Another fascinating aspect of VSS 2008 was its cross-disciplinary characteristic. I was even able to find a group of mathematicians presenting their new proposal for mathematically modeling simple cell receptive fields. The study was novel as in it formulated the criteria for a good model of simple cell receptive field and it proposed two classes of models alternative to the traditional Gabor filter. One class of models was a generalization of the traditional Gabor filter but it was superior in that it is perfectly DC balanced. The other class of models also has some interesting properties. For example, it has a sector of orientations such that its responses to sinusoids at those orientations are zero.
Of course I also got to know quite a few junior researchers like myself. Communications with them were pleasant and enjoyable because of the common interests, which you may find not so easy in your own department. Time outside the conference site was also entertaining, educational and full of fun.

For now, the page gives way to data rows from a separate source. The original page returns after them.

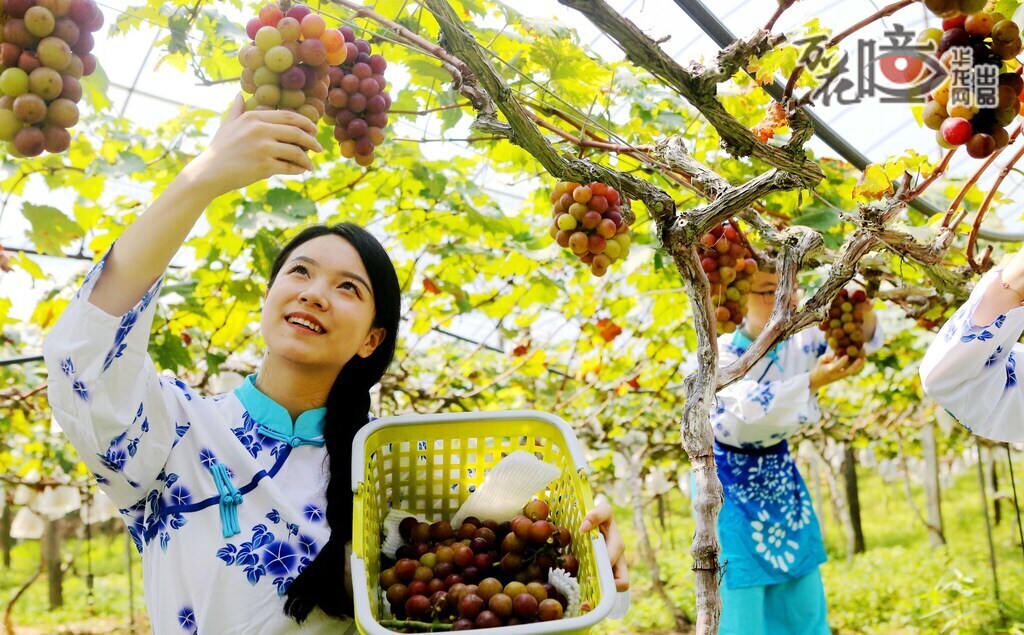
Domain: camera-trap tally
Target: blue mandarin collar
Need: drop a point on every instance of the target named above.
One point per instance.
(742, 341)
(273, 420)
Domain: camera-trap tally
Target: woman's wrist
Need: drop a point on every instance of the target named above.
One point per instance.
(197, 179)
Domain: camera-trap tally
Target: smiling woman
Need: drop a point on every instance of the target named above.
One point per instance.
(247, 495)
(229, 493)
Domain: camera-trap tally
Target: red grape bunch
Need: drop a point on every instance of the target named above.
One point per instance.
(45, 51)
(357, 101)
(286, 65)
(730, 266)
(480, 575)
(588, 219)
(991, 39)
(844, 328)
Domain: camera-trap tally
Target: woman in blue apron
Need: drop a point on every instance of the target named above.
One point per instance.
(771, 542)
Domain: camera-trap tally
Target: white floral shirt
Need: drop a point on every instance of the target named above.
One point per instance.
(971, 370)
(223, 497)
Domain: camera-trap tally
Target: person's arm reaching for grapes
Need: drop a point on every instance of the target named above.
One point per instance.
(247, 149)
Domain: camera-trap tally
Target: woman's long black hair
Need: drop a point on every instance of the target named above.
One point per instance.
(322, 583)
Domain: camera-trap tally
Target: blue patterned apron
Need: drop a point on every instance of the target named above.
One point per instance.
(768, 528)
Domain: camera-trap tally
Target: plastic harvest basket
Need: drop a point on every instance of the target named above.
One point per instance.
(429, 464)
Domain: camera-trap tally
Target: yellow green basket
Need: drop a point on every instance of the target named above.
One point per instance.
(429, 464)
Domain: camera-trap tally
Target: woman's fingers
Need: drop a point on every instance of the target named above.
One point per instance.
(293, 154)
(622, 575)
(287, 118)
(616, 548)
(287, 133)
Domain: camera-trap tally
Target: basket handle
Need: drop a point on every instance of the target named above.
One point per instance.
(609, 597)
(359, 440)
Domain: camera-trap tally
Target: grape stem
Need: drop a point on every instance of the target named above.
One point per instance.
(972, 242)
(954, 204)
(782, 6)
(935, 174)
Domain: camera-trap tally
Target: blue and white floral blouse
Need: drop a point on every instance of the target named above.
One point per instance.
(223, 497)
(773, 400)
(971, 370)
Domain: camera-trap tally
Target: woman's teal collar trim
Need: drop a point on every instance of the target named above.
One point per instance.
(274, 422)
(742, 341)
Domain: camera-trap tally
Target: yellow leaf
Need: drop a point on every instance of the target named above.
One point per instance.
(872, 183)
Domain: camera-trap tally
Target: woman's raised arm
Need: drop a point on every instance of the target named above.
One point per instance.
(248, 147)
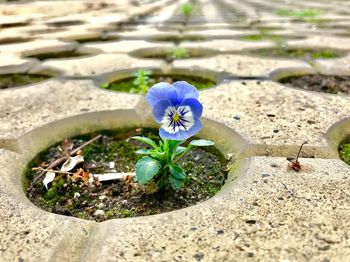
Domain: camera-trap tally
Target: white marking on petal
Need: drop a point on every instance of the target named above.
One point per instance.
(177, 119)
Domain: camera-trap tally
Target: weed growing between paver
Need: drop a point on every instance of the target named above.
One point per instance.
(16, 80)
(58, 55)
(128, 85)
(344, 151)
(174, 54)
(72, 195)
(320, 83)
(177, 38)
(299, 53)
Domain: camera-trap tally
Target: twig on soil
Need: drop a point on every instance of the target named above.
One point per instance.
(62, 159)
(52, 170)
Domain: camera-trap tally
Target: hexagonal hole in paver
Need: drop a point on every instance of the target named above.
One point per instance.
(138, 81)
(175, 53)
(18, 80)
(14, 40)
(103, 38)
(65, 23)
(269, 37)
(332, 84)
(178, 38)
(297, 52)
(59, 55)
(82, 191)
(344, 150)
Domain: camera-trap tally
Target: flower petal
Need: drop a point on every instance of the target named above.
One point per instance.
(162, 91)
(185, 90)
(182, 135)
(160, 108)
(195, 105)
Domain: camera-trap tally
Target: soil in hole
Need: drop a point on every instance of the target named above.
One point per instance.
(299, 53)
(344, 151)
(174, 54)
(72, 195)
(15, 80)
(269, 37)
(58, 55)
(126, 85)
(320, 83)
(178, 39)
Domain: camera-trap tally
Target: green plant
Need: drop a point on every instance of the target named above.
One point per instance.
(141, 82)
(178, 111)
(344, 152)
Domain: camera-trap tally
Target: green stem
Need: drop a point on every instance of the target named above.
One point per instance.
(183, 153)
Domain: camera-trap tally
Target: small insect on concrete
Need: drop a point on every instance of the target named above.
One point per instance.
(294, 162)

The event of “Illusion of the year” competition normally takes place in the same city and not surprisingly majority of the audience are from the conference.
I'm very glad that I could have such a beneficial experience at my early stage of research. In addition to the valuable comments and suggestions on my current work, it helps me to build up confidence, interact with my peers and gain motivations on my research. Once again, I would like to thank AVA's Geoffrey J. Burton Memorial Award for having made this wonderful trip possible.